Immigrant being questioned

Meeting Sponsors

Once cleared by inspectors, the immigrants were free to get on a train for the trip further west, or to go to New York or New Jersey directly. Depending on the final destination and age or sex of the immigrant, sponsors were contacted to pick up their relatives. Those detained were housed in the main building on wire bunkbeds that filled the lower level.

One young relative of mine was detained for a day until his sponsor in Brooklyn could pick him up.

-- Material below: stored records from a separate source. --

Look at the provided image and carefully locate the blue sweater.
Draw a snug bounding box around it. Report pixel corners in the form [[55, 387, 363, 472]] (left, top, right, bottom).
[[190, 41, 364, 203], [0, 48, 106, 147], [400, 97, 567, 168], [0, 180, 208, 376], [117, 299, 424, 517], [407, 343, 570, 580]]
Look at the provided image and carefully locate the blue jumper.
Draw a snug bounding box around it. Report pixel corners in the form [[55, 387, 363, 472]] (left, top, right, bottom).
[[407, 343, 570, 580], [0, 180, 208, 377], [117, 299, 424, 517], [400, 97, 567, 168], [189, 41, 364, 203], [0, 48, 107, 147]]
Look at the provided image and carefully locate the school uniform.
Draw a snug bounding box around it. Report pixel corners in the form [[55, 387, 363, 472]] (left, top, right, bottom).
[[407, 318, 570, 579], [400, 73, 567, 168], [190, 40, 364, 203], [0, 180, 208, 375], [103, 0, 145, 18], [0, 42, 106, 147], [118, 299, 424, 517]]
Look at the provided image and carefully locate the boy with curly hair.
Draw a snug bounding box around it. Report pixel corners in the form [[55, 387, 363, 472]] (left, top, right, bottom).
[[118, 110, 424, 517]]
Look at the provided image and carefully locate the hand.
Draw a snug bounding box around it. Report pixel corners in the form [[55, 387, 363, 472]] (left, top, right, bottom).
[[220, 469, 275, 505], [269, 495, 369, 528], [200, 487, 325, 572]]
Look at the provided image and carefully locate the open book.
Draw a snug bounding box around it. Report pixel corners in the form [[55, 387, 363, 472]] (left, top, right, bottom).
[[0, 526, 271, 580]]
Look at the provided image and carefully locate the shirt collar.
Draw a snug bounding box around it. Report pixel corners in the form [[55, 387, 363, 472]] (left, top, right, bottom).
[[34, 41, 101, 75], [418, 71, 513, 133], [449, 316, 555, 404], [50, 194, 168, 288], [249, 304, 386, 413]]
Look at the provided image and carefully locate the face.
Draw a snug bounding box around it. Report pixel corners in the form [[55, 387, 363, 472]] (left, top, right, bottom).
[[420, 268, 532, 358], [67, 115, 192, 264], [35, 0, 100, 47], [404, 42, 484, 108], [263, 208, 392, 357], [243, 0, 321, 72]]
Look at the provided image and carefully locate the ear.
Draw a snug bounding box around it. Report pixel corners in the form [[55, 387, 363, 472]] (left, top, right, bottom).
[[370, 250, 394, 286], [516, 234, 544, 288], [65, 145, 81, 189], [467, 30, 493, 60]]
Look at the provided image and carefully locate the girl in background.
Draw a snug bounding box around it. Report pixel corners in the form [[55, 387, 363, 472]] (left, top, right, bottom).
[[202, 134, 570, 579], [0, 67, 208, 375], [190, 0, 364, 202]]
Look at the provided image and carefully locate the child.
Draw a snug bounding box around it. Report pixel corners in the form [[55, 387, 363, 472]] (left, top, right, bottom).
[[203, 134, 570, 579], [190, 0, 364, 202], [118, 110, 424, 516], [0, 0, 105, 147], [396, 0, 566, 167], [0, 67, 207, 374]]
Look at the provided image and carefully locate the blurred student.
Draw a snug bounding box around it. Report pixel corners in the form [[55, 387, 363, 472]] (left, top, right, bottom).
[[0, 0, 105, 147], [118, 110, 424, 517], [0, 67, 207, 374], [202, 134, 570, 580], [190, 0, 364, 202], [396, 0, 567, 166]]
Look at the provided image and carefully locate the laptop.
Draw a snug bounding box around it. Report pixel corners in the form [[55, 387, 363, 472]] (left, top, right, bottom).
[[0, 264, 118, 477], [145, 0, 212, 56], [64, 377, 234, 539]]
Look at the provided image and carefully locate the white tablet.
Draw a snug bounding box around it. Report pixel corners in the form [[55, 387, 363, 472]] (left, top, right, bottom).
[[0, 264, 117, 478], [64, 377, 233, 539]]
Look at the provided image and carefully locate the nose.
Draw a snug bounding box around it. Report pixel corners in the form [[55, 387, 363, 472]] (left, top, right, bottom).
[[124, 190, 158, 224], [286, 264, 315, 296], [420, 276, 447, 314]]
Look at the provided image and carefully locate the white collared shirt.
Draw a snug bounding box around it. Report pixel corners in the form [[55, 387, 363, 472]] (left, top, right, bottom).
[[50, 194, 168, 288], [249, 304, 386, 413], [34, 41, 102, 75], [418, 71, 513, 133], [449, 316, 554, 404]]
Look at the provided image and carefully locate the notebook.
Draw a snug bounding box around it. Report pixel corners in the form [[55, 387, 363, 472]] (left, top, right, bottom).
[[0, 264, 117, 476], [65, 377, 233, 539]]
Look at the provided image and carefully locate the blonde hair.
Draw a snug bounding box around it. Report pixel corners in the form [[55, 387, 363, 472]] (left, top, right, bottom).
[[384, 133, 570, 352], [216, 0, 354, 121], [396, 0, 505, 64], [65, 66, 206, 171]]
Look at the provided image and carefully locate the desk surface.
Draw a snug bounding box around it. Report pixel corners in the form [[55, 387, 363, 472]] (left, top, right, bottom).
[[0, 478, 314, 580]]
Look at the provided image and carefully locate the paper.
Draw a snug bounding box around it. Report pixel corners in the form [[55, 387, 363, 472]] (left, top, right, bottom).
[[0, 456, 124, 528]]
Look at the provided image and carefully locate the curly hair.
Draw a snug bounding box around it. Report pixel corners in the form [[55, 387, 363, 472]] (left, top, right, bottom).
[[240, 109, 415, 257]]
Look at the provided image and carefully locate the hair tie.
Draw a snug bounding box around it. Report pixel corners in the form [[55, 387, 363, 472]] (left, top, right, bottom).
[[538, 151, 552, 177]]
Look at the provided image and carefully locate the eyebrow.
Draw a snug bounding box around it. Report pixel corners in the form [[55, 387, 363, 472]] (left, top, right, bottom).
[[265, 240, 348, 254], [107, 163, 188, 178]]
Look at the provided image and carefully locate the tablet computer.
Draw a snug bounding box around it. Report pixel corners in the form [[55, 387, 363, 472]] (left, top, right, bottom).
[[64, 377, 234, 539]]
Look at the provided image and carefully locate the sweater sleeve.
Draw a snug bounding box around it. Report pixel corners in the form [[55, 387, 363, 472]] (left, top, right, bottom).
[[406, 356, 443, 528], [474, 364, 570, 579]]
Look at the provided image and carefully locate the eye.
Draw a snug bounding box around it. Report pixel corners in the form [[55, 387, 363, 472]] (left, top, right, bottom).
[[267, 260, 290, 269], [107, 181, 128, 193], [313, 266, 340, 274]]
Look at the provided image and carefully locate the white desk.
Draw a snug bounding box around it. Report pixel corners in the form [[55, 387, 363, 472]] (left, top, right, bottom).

It was duly noted that he ate dinner and breakfast, served free in the dining hall, before being picked up at 11am the next morning.

Menu  1906(from a letter to the Ellis Island Commissioner Williams)


  • Coffee with milk and sugar
  • Bread and butter
  • Crackers and milk for women and children


  • Beef Stew, boiled potatoes, an rye bread
  • Smoked or pickled herring for hebrews
  • Crackers and milk for women and children


  • Baked beans, stewed prunes, and rye bread
  • Tea with milk and sugar
  • Crackers and milk for women and children

Sponsors arrived on the Ellis Island Ferry which was abandoned in the slip after the island closed. Before it sank, my grandfather recovered one of the signs on the front and donated it to the immigration museum then housed in the base of the Statue of Liberty. It now hangs in the Ellis Island Museum.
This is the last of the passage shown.